At 9 this morning I went to see about getting my trunks to Haverhill: Mr. Cranch told me; they have been put on board a vessel, that will sail in two or three days for Newbury Port and from thence, a conveyance will easily be found for sending them to Haverhill. I visited Mr. Toscan; and was afterwards introduced to Mr. Hughes, Mr. Lincoln, and Mr. Gardiner, all three Lawyers. The last, on the 4th. of July, pronounced the most curious, blank verse discourse, that I ever read.1
He shows beyond all dispute that he is a great admirer of blank verse. Some critics pretend that blank verse is the most noble, and most perfect, in English Poetry. Mr. G: opinion on that subject seems to go further still. He seems to think that it is preferable even upon common occasions to prose, and when I was introduced, I expected to hear him break out into some Raphsody.
Dined at the French Consuls, and in the afternoon went with him and visited the Governor, and Mr. Russel: I there saw Mr. Seaver who arrived yesterday in a vessel from St. Petersburg. He inform'd us that the Russian Army in time of Peace was composed of 450,000 men. This was a piece of news to me, and would be I fansy to a Russian: I went with the Consul and Mr. Serane, and drank tea at Mr. Tudor's,2
who was very polite. Mr. Serane, sung, play'd on the violin, and on the guittar; this gentleman, though only nineteen years old, is quite a virtuose.

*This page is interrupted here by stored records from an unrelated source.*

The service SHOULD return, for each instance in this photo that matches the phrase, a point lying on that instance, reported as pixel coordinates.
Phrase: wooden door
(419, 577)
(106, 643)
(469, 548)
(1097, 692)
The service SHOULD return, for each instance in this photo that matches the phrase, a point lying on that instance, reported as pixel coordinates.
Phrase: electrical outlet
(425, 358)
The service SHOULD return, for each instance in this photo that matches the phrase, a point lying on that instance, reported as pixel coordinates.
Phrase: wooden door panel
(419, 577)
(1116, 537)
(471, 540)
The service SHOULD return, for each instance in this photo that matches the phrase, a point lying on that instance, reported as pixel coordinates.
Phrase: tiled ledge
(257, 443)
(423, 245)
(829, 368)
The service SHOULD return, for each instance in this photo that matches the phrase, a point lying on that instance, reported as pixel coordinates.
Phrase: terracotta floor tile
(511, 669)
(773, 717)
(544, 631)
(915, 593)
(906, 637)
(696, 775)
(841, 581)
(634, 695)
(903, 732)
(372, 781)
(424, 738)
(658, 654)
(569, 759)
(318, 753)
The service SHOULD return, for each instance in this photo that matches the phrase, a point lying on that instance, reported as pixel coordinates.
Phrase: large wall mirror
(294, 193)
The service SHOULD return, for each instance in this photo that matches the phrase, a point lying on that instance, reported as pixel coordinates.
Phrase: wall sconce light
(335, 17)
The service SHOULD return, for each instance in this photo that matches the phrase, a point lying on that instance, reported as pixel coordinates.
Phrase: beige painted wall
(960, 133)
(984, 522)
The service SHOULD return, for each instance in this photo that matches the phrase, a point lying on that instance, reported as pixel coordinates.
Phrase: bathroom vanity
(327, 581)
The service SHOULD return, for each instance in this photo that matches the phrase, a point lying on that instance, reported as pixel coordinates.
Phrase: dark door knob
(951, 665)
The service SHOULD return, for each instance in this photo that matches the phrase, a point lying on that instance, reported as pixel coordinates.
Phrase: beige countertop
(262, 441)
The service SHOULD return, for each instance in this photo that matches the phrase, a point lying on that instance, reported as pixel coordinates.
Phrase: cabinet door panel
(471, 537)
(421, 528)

I spent the evening, and supped at Mr. B. Austin's.3
I was again, unwillingly
obliged to play all the evening at Whist. I used formerly to be very fond of cards, and could spend evening after evening at play. Whence my present aversion to them arises I know not: but wish it may continue; for I think, that if playing cards is excusable in a woman, it is, for a man, but a miserable loss of time at best. When we rose from Supper it was so late, that I supposed Deacon Smith's family would be in bed: and went with Mr. Tyler who lodges at Mr. Palmer's. It was 12 before we retired.